Over the past twenty years, a number of prior artworkers have endeavored to understand and/or solve the performance problems associated with the use of KTP and especially PPKTP for frequency conversion and other optical processes. The approaches have involved varying the crystal formation conditions, and/or treatment of the KTP crystal. To date, none of these approaches have proved wholly successful.

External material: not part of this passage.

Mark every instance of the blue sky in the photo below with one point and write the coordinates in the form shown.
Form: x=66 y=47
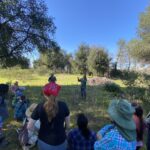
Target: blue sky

It seems clear that part of the problem prior artworkers have encountered in solving the KTP and PPKTP crystal degradation problem has been disagreement as to the mechanism, or more likely mechanisms, involved in such degradation. See, for example, “Nuclear Instruments and Methods in Physics Research” B, 141, pp 472–476 (1998); and J. Appl. Physics 87, 12, pp 8682–8687 (2000). At least some of the prior artworkers have postulated that the damage susceptibility of the PPKTP is due to deviation from stoichiometry (i.e., Potassium ion vacancies) in the crystal lattice. Hence, early workers tried annealing the crystal at the very high temperatures at which there would presumably be some mobility on the part of atoms present in the crystal lattice, in an effort to achieve a more uniform stoichiometry throughout the crystal. Other workers have investigated the effect of potassium non-stoichiometry on the crystal Curie temperature after high temperature (970° C.) heating in air, Appl. Phys. Lett. 67 (13) pp 1941–1943 (1995). Heating a KTP crystal in dry oxygen at 800° C., prior to poling to form PPKTP, has been reported to increase absorption at a wavelength of 500 nm., J. Appl. Phys. 73 (7), 2705 (1992), but conversely, heating in a wet Oxygen atmosphere at 800° C. is said to provide an improved crystal. Still other workers have suggested that synthesis of KTP in an Oxygen atmosphere affords a crystal having a stronger second-harmonic generation (SHG) signal, Solid State Comm. 91, 9, pp 757–759 (1994). However, later workers reported an improvement in transmission in the range 400–550 nm by growing the KTP crystals in an oxygen deficient ambient atmosphere, Appl. Phys. Lett. 69,(8) pp 1032–1034 (1996). The following review article describes much of the currently published literature on KTP and PPKTP: M. N. Satyanarayan, A. N. Deepthy and H. L. Bhat “Potassium Titanyl Phosphate and Its Isomorphs: Growth, Properties, and Applications”, Critical Reviews in Solid State and Materials Sciences, 24, 2, (1999), pp 103–189.
The extensive studies of KTP and/or PPKTP, only a few of which have been referred to above, while doubtless of scientific interest, have not provided a viable procedure for providing a KTP crystal and, in particular, a PPKTP crystal, which has a significantly reduced tendency to develop one or more of the previously enumerated problems, e.g., gray tracking, astigmatism, and other beam quality degradation when subjected to optical radiation for an extended period of service.